Social Search Engines Having the Answers?

July 18th, 2006 by Loren Baker, Editor | 3 Comments

Social Search Engines Having the Answers?

The LA Times is featuring an Associated Press article which addresses the question of social search & social media and whether the human powered suggestion and citation model will grow to become more useful than, or a cherished and fact checking partner to more ‘traditional’ bot & link based search algorithms.

The article, Do ‘Social’ Search Engines Have the Answers?, goes beyond the happenings at Yahoo Social Media and Google with a featurette on PreFound.com;

At PreFound, launched this year, users contribute to the knowledge pool by submitting clusters of websites that they believe would appeal to like-minded people. As an incentive, the largest contributors even get a share of PreFound’s advertising money.

A visitor looking for information on, say, New Jersey beaches can get the user-recommended sites, grouped by users. One user’s cluster gives you restaurants, Internet cafes and other information on the coastal town of Ventnor City, N.J.

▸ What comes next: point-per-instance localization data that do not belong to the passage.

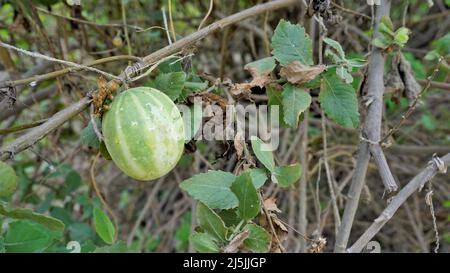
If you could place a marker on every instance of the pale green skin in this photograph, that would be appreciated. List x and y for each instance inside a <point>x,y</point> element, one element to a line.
<point>144,133</point>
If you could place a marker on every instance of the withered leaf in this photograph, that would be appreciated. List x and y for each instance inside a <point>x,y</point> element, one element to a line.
<point>270,205</point>
<point>412,87</point>
<point>297,73</point>
<point>237,241</point>
<point>245,88</point>
<point>239,145</point>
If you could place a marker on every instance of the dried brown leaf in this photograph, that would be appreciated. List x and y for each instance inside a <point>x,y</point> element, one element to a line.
<point>237,241</point>
<point>412,87</point>
<point>297,73</point>
<point>270,205</point>
<point>245,88</point>
<point>239,145</point>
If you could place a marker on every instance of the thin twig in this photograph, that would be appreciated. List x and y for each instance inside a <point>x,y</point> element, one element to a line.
<point>211,5</point>
<point>100,196</point>
<point>51,59</point>
<point>38,78</point>
<point>416,183</point>
<point>61,117</point>
<point>413,106</point>
<point>172,27</point>
<point>371,130</point>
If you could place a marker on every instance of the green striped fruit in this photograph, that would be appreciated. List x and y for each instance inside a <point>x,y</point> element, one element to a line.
<point>144,133</point>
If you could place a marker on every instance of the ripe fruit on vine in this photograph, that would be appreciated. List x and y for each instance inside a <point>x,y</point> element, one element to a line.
<point>144,133</point>
<point>8,180</point>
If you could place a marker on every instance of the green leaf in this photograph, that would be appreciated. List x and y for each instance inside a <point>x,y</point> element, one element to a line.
<point>103,226</point>
<point>261,67</point>
<point>382,42</point>
<point>26,236</point>
<point>21,213</point>
<point>119,247</point>
<point>258,240</point>
<point>258,176</point>
<point>2,245</point>
<point>249,203</point>
<point>290,43</point>
<point>230,217</point>
<point>8,181</point>
<point>387,22</point>
<point>263,153</point>
<point>170,83</point>
<point>192,121</point>
<point>89,137</point>
<point>338,100</point>
<point>212,189</point>
<point>342,73</point>
<point>170,65</point>
<point>203,243</point>
<point>275,98</point>
<point>210,222</point>
<point>71,183</point>
<point>402,36</point>
<point>386,30</point>
<point>287,175</point>
<point>336,46</point>
<point>295,102</point>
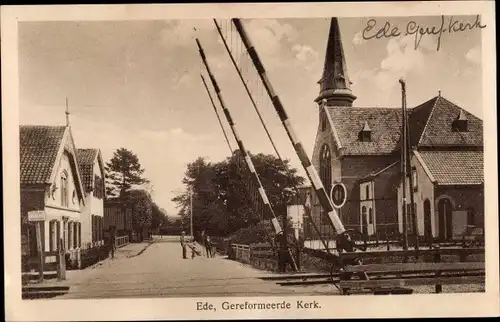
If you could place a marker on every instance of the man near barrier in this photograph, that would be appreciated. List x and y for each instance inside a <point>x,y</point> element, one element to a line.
<point>183,245</point>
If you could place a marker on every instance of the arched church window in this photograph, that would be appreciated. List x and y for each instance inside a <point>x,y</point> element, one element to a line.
<point>325,165</point>
<point>64,189</point>
<point>323,122</point>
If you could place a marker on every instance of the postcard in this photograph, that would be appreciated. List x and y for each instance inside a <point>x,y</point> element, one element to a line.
<point>217,161</point>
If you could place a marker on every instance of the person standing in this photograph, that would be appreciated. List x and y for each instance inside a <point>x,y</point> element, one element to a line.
<point>208,246</point>
<point>183,245</point>
<point>112,244</point>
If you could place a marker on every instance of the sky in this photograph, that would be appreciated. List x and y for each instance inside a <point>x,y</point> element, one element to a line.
<point>137,85</point>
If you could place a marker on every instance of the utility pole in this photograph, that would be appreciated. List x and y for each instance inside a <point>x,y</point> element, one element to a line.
<point>403,166</point>
<point>191,210</point>
<point>409,172</point>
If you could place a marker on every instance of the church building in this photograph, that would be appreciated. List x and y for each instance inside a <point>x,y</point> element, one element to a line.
<point>50,182</point>
<point>361,148</point>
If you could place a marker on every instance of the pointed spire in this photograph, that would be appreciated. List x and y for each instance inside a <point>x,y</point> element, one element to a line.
<point>335,85</point>
<point>67,113</point>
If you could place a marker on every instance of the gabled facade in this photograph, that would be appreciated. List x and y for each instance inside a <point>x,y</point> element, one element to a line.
<point>92,170</point>
<point>447,168</point>
<point>50,182</point>
<point>361,147</point>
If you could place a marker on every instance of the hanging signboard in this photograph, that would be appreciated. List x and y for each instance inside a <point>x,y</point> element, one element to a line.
<point>37,215</point>
<point>338,195</point>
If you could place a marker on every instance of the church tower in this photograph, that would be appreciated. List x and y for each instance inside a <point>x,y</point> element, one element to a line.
<point>335,86</point>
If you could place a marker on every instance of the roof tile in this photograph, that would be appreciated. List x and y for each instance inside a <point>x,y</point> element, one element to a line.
<point>385,124</point>
<point>38,148</point>
<point>455,167</point>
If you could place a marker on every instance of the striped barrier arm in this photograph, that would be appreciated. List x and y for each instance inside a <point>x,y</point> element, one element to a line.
<point>254,176</point>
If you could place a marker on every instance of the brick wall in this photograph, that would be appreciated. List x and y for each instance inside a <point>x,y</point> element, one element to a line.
<point>31,199</point>
<point>464,198</point>
<point>353,169</point>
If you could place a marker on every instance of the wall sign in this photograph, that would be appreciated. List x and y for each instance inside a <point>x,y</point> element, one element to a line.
<point>338,195</point>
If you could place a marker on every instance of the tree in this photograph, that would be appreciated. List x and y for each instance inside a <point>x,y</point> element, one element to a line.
<point>159,217</point>
<point>123,171</point>
<point>141,204</point>
<point>223,200</point>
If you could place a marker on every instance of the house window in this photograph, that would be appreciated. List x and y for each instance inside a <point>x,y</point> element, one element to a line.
<point>75,235</point>
<point>93,229</point>
<point>414,178</point>
<point>365,135</point>
<point>98,187</point>
<point>64,189</point>
<point>323,122</point>
<point>470,217</point>
<point>460,123</point>
<point>79,235</point>
<point>364,221</point>
<point>325,167</point>
<point>53,234</point>
<point>70,235</point>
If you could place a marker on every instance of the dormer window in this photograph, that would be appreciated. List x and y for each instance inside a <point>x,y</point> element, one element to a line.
<point>64,189</point>
<point>365,135</point>
<point>323,122</point>
<point>460,123</point>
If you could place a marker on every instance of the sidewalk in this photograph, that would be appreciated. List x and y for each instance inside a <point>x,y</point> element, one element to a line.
<point>74,276</point>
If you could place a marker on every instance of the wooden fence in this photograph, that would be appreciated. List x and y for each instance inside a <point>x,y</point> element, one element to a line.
<point>121,241</point>
<point>261,256</point>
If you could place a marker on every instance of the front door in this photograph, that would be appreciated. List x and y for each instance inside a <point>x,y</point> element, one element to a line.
<point>427,219</point>
<point>445,222</point>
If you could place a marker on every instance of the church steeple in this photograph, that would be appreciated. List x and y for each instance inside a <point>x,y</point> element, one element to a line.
<point>335,85</point>
<point>67,113</point>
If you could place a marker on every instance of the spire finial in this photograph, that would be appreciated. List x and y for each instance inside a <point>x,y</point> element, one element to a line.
<point>67,113</point>
<point>335,84</point>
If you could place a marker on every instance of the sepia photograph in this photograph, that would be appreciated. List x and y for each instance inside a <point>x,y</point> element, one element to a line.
<point>252,164</point>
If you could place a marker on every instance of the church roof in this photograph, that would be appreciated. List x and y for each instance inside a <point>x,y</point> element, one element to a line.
<point>455,167</point>
<point>431,125</point>
<point>86,159</point>
<point>438,129</point>
<point>38,149</point>
<point>384,123</point>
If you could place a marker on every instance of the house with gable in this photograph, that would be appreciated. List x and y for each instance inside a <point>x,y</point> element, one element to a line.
<point>447,168</point>
<point>50,181</point>
<point>361,147</point>
<point>92,171</point>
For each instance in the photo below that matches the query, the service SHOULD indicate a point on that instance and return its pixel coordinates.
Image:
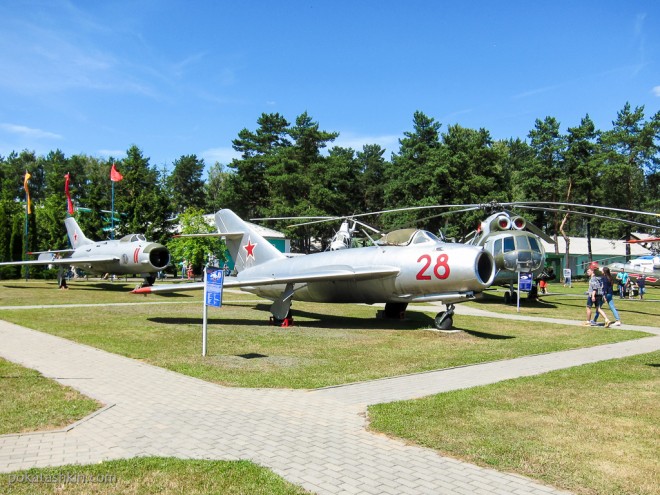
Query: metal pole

The more people contribute sites, the better the results.

The article also discusses the adaptation of social search over the last year by Google and how Yahoo has repositioned its search offering and presence to a mantra of Social Search. Recently Yahoo launched what might be their most user friendly, revenue building and relevant social media product to date, Yahoo Trip Planner which is chocked full of searchable travel blogs, photos, ratings and suggestions.

More on Yahoo:

Eckart Walther, vice president of product management for Yahoo, said that although traditional search technology could be refined, it would probably remain best for fact-based searches. Social search, he said, provides the promise of answers to more subjective questions.

“If you asked me what the best hotel in San Francisco is, we’re different people, have different friends and different opinions,” Walther said. “Search engines are terrible at answering these kinds of questions.”




Comments

3 responses so far ↓

  • Lee Odden on Jul 18, 2006 at 8:12 am

    Hey Loren, I looks like great minds think alike!
    http://www.toprankblog.com/2006/07/social-search/

    That post also includes an article on social search and tagging by iProspect.

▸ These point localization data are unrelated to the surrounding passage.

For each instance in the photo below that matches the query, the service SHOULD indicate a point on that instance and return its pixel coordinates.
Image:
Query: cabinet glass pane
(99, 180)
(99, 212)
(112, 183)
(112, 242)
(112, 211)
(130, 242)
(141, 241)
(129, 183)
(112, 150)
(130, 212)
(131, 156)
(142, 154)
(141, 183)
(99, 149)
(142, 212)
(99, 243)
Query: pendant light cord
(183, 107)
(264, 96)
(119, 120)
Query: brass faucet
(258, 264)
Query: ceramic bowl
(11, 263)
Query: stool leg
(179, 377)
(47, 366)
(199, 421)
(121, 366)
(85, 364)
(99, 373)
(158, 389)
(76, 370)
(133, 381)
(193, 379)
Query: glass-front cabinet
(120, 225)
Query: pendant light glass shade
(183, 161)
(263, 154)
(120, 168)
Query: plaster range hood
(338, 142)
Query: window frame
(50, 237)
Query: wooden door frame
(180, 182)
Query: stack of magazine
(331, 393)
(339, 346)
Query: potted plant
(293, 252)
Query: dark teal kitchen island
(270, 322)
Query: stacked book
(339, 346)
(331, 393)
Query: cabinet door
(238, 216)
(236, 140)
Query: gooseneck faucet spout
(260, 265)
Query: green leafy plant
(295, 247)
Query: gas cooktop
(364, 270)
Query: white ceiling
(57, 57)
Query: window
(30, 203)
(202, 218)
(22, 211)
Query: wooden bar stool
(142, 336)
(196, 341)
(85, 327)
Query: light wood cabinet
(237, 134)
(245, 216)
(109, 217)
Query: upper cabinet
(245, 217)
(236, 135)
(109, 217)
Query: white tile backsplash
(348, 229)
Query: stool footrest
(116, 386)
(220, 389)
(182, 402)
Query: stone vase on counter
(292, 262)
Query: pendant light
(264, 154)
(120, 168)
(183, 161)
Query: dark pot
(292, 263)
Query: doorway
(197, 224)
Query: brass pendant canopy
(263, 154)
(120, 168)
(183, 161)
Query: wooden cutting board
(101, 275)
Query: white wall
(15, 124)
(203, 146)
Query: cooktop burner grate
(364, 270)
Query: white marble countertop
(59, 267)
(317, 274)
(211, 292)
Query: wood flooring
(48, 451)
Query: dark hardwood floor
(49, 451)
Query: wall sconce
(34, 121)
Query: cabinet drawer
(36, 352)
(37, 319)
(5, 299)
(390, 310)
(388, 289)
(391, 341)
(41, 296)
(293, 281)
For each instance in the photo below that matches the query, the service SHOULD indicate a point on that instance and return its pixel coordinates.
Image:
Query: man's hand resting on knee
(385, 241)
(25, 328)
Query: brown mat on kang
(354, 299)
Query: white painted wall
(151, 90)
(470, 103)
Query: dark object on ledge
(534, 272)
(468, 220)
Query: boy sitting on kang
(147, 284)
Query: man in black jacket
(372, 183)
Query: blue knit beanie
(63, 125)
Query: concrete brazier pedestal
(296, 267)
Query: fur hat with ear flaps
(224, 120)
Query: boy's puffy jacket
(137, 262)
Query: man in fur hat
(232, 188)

  • Turin Shroud Group on Jul 18, 2006 at 4:28 pm

    While we agree, in general, with the premise as stated at PreFound: “We believe that communities of knowledgeable, interested people can identify relevant sites with greater accuracy than a search engine that depends on computer programs,” it is certainly to early to tell if the concept will work.

    There is a great danger that the bias of those interested in helping to build to site will be too influential.

    Bias will be particularly significant on controversial topics.

    Lets see what how it develops.

  • Blackbeard on Jul 18, 2006 at 4:49 pm

    So, better results via social networks? After watching Digg for the last 6 months, I can say that “social networks of intelligent people” don’t give you intelligent results. It might help at first, but if it becomes widespread, search engine marketers will buy people/votes instead of links(votes). As long as there is a monetary incentive to ranking high, then spam and bad results will always exist. Period.